Там или сям, так или иначе, но в 10.55 Гагарин крепко стоял на Земле – испытывая, надо полагать, примерно то же чувство, что за 44 года до него автор прихваченной им в космос брошюры, который ночью с 25 на 26 октября произнес задумчиво: “Es schwindelt”. Голова идет кругом.
Социальная эпидемия, “нулевым пациентом” которой суждено было стать Гагарину, началась вовсе не во Внукове, в знаменитой сцене с развязавшимся шнурком, а раньше – непосредственно в поле. Первой партии тех, кто вступил в контакт с “Колумбом Вселенной”, – это были сельхозрабочие и военные, – повезло больше других: все они были обласканы прессой и с удовольствием делились приятными воспоминаниями о том, как еще за завтраком слушали по радио сообщения о “с человеком на борту” – а ближе к обеду увидели и “борт”, и этого самого человека (причем по отдельности).
Щедрее всех зачерпнули славы пожилая колхозница-татарка Анна Тахтарова и ее внучка Рита – которые осуществляли весенний высев клубней картофеля и одновременно рутинный выпас своей коровы Звездочки, когда увидели человека в шлеме, оранжевом демаскирующем костюме и с обрезанными парашютными стропами.

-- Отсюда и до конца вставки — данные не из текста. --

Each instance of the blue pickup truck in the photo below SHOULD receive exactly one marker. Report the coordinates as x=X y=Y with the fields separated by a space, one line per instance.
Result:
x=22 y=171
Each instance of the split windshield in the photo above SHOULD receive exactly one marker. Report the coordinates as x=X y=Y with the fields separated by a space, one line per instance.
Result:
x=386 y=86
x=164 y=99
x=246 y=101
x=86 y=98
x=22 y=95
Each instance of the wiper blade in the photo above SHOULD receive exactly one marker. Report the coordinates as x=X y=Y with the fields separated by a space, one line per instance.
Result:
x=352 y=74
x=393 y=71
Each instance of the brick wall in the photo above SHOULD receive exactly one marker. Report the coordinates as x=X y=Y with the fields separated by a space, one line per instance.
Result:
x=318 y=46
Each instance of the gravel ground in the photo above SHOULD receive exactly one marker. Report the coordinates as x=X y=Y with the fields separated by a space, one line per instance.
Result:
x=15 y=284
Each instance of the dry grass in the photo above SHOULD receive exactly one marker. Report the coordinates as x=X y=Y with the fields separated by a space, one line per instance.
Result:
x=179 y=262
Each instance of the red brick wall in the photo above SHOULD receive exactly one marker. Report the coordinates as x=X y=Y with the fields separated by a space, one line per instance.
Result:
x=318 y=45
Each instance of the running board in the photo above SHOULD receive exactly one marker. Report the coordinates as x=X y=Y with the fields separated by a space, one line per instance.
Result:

Он никуда уже не летел и медленно ковылял по направлению к ним – не первую сотню метров – по чавкающей под ногами свежей пашне, в неудобном скафандре.
Испугавшись странного существа, аборигены дали деру. Попытки навести мосты и внушить им, что он не представляет опасности (“Свой, свой, советский!” [10]), увенчались успехом не сразу – женщина неважно владела русским языком [23].
Появление в небе двух парашютных систем со множеством оранжевых куполов не осталось, однако ж, незамеченным и другими местными жителями: группа случившихся неподалеку механизаторов принялась азартно комментировать шансы “пузыря” лопнуть при приземлении – после того, как “тракторист Яков Лысенко крикнул: «Хлопци, лэтыть щось такэ!»” [17]. Мнения механизаторов разделились: если одни полагали, что это может быть тот самый советский, который на борту и о ком говорили по радио, то другие, ссылаясь на тот же источник – “только что передавали”, – склонялись к идее, что, пока “Гагарин над Африкой пролетает” [24; 27], в их полях потерпел крушение некто другой: американский летчик-шпион, коллега недавно сбитого при похожих обстоятельствах Пауэрса.